Abstract
A transect resistivity model was generated to a depth of 1.5 km around the Gomura Fault by conducting an audio-frequency magnetotelluric survey. The model clearly presents the structure of fault ruptures, and is characterized by three conductive regions and one moderately conductive region. One of the conductive zones and the moderately conductive zone are sub-horizontal and situated on the eastern side of the Gomura Fault; the former is shallow, whereas the latter is deep.

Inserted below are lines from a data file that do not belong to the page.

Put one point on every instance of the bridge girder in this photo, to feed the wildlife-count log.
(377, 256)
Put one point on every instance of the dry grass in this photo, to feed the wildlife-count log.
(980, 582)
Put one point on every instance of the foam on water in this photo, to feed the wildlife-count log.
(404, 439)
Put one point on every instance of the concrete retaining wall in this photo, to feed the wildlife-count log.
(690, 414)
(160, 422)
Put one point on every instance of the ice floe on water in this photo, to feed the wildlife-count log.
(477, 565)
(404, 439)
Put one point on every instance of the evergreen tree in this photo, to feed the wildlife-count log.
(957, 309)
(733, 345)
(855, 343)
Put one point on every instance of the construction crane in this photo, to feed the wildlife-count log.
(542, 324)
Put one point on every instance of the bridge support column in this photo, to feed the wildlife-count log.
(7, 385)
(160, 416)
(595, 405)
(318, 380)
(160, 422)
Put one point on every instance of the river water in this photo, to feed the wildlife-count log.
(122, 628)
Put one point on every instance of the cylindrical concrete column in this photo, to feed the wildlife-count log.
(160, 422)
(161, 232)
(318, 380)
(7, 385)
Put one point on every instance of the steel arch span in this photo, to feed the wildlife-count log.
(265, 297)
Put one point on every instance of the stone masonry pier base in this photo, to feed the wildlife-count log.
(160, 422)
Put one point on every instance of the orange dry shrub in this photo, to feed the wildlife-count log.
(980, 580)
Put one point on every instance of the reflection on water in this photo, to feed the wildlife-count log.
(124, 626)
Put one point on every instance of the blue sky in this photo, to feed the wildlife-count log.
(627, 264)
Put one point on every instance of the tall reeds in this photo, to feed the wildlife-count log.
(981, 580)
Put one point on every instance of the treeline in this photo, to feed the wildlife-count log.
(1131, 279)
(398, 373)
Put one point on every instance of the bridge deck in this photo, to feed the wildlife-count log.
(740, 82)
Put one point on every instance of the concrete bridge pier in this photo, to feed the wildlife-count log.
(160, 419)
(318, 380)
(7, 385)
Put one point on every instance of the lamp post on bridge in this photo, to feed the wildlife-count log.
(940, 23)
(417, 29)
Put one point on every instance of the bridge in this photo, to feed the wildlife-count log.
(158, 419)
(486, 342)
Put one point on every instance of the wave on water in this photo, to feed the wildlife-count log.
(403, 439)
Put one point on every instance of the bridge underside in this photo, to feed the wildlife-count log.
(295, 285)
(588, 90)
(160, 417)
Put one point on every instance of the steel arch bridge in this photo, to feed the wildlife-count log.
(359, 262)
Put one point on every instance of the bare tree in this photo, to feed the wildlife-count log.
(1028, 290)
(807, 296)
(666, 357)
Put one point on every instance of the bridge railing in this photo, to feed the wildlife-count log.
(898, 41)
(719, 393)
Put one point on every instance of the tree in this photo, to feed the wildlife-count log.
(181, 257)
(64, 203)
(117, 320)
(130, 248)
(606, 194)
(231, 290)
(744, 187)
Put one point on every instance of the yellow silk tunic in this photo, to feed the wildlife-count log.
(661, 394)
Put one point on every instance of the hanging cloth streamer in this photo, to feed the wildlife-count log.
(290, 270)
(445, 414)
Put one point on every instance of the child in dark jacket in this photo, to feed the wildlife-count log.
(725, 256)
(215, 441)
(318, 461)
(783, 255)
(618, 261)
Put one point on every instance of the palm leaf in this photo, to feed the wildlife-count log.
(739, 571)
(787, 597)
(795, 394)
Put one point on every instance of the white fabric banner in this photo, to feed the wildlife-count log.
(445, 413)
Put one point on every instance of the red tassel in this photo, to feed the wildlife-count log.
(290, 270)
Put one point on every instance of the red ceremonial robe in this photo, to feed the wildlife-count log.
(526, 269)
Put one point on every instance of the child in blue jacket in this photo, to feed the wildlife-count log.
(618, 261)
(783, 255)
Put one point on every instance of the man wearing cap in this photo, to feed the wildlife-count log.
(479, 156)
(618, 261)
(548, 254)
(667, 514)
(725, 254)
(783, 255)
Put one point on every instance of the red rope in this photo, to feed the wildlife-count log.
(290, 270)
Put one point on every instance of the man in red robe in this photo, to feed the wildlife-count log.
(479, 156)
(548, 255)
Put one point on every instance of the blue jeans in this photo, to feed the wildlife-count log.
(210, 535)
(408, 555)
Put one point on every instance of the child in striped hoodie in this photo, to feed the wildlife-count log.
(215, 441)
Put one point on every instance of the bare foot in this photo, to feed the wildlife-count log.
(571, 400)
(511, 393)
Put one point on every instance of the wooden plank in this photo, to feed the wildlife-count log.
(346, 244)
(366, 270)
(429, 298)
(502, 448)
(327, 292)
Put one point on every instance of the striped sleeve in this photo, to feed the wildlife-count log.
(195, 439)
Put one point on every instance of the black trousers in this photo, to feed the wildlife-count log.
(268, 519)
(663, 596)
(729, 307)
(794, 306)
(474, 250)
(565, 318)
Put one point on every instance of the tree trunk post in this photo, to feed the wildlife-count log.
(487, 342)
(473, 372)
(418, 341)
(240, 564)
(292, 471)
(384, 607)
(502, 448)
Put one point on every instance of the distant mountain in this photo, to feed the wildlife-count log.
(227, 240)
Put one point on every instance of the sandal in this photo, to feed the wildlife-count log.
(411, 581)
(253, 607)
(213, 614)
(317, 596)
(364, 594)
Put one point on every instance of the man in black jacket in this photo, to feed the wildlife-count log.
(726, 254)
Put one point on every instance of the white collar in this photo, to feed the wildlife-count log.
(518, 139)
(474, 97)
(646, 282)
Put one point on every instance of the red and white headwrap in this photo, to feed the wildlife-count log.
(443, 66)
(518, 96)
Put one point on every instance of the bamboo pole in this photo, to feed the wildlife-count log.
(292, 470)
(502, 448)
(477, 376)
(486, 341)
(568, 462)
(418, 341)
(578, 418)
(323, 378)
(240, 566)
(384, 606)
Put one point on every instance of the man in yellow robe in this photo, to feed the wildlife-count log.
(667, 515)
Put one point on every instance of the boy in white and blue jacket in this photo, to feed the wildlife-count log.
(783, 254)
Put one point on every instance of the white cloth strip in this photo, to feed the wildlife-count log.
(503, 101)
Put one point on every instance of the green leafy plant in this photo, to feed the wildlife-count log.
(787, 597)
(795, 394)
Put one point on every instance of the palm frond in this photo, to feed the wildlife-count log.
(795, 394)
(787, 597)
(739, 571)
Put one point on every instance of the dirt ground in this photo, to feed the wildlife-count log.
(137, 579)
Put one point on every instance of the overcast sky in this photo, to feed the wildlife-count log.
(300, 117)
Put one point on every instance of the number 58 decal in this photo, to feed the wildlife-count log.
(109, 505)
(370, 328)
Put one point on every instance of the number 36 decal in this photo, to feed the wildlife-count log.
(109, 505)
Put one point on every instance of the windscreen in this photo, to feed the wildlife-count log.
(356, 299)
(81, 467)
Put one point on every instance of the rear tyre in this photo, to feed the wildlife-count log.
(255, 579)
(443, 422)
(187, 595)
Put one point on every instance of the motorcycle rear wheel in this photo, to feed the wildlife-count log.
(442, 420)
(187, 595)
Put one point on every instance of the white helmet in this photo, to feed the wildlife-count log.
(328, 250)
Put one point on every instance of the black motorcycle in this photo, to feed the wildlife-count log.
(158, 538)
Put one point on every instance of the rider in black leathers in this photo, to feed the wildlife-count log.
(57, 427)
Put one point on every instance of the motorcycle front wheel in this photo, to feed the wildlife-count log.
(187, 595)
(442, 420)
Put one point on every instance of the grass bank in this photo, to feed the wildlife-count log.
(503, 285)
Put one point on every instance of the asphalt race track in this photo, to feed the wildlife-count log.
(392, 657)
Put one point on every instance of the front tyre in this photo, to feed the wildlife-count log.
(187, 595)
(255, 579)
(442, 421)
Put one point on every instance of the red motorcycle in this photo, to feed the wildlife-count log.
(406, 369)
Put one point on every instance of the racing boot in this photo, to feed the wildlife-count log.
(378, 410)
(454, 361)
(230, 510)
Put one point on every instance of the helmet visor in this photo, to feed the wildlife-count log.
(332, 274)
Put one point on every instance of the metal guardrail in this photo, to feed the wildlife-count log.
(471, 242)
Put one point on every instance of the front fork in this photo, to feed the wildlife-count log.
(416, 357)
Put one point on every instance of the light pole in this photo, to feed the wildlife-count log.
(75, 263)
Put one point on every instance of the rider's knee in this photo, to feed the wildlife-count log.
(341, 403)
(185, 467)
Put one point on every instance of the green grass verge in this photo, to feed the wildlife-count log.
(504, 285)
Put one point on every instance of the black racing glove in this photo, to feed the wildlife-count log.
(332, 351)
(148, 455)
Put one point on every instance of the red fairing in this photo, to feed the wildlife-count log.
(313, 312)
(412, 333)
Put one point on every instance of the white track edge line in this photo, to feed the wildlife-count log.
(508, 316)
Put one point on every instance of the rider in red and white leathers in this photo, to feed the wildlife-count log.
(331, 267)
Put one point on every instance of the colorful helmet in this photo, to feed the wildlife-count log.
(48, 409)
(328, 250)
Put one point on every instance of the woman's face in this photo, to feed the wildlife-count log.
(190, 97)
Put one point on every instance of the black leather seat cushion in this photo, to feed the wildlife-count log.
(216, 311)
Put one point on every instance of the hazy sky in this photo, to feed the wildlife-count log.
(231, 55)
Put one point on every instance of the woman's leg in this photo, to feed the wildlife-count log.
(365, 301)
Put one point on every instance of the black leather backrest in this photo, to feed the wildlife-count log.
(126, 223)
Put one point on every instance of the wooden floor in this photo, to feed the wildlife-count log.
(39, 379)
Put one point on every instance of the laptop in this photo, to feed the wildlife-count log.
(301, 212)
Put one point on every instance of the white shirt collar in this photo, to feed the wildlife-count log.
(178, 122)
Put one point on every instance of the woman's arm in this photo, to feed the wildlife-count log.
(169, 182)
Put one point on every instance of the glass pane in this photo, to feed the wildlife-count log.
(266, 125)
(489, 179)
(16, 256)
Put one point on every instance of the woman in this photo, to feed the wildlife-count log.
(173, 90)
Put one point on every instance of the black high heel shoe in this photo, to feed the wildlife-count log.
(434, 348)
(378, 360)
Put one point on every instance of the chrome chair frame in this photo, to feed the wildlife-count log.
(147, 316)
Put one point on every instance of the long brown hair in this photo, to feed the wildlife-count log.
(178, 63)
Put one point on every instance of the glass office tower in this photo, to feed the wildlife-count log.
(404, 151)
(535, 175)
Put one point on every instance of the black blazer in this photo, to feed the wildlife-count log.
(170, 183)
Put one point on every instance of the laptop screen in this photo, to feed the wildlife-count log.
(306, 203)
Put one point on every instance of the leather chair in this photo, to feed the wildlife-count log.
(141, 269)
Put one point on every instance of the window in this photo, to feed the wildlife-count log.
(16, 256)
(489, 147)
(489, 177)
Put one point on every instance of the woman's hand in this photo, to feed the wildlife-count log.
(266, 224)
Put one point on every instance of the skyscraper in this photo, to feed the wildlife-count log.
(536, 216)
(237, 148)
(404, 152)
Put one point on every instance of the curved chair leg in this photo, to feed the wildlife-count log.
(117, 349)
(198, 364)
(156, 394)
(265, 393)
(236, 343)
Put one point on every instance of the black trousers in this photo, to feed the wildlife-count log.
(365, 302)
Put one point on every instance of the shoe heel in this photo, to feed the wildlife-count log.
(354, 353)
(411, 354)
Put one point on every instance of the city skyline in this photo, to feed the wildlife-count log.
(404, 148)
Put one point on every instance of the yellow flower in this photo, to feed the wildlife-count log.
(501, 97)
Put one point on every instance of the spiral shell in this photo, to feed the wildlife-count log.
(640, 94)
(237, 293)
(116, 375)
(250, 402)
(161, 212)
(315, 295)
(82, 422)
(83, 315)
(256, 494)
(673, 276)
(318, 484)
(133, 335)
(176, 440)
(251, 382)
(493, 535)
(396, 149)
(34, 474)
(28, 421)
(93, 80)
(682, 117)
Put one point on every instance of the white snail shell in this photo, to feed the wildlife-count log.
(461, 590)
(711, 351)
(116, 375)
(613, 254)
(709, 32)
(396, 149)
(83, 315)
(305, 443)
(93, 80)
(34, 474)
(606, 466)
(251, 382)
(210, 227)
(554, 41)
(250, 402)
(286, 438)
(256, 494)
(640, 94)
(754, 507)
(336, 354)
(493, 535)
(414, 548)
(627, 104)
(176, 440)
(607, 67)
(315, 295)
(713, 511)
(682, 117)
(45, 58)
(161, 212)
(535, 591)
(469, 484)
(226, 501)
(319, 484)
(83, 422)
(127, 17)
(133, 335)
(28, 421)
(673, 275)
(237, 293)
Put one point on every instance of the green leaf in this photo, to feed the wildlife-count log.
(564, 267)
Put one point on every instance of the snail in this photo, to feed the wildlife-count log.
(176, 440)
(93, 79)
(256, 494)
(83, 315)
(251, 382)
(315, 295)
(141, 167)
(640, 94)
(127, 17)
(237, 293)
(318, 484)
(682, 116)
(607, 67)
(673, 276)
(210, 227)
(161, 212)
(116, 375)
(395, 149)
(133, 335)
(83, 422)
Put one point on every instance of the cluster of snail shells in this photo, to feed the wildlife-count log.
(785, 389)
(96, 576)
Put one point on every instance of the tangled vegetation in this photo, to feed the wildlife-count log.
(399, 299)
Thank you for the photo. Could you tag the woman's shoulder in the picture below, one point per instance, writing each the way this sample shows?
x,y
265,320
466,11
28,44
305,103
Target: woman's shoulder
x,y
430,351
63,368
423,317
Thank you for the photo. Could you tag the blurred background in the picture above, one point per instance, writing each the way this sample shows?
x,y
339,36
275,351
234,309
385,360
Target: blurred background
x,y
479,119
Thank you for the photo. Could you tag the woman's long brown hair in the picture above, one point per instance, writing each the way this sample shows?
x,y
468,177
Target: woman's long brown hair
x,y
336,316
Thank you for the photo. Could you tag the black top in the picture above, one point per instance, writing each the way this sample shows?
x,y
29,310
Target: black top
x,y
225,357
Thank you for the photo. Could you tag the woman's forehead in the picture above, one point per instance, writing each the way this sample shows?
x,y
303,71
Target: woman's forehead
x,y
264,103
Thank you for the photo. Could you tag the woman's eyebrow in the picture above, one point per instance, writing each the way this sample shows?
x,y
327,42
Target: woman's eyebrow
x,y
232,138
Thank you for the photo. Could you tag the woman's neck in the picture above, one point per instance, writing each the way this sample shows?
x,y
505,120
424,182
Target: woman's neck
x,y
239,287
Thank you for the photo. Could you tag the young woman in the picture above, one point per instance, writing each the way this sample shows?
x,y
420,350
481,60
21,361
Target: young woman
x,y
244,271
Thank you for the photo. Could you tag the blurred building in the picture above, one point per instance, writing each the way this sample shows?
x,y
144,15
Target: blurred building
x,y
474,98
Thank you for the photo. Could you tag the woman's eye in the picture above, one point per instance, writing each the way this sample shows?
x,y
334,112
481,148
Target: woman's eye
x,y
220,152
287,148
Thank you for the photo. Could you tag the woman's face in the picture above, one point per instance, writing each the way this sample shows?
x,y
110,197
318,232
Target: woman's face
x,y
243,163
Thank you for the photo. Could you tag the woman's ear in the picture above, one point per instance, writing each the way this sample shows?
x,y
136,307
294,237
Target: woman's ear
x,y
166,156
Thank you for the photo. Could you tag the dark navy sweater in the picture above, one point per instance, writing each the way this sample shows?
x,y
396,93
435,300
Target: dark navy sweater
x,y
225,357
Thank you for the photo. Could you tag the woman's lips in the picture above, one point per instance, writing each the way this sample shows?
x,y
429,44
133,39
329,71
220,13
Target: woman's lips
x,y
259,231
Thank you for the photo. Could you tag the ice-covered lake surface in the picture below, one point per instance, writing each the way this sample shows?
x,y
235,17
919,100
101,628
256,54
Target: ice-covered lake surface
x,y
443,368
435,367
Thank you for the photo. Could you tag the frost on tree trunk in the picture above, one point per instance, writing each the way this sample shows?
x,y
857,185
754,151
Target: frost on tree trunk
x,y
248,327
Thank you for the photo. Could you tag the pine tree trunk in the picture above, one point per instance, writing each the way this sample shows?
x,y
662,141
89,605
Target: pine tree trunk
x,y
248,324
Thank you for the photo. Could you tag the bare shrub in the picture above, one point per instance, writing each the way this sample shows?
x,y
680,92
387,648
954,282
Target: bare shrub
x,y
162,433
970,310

The resistivity structure of these layers and the surrounding area are well consistent both with their lithofacies and a resistivity log made to a depth of 1300 m near the survey line of this study. Pore water at the boundary between the weathered and weakly-weathered granitic rocks, combined with an increase in clay minerals, decreases the resistivity of the shallowest conductive layer. The second and third conductive regions are located beneath the surface traces of the Gomura and Go-seihou Faults, respectively. The second conductive region is interpreted as a fracture zone produced by fault movements, with a high water content and probably containing clay minerals. The observation that the third region is small and isolated may indicate that the Go-seihou Fault is a subsidiary fault. A comparison of the conductive fracture regions of the Gomura Fault and the Hijima Fault of the Yamasaki fault system suggest that the width and conductivity of a conductive region beneath the surface trace of an active fault are controlled by the mean slip rate and cumulative displacement, rather than the difference of ~1000 years since their most recent earthquake events.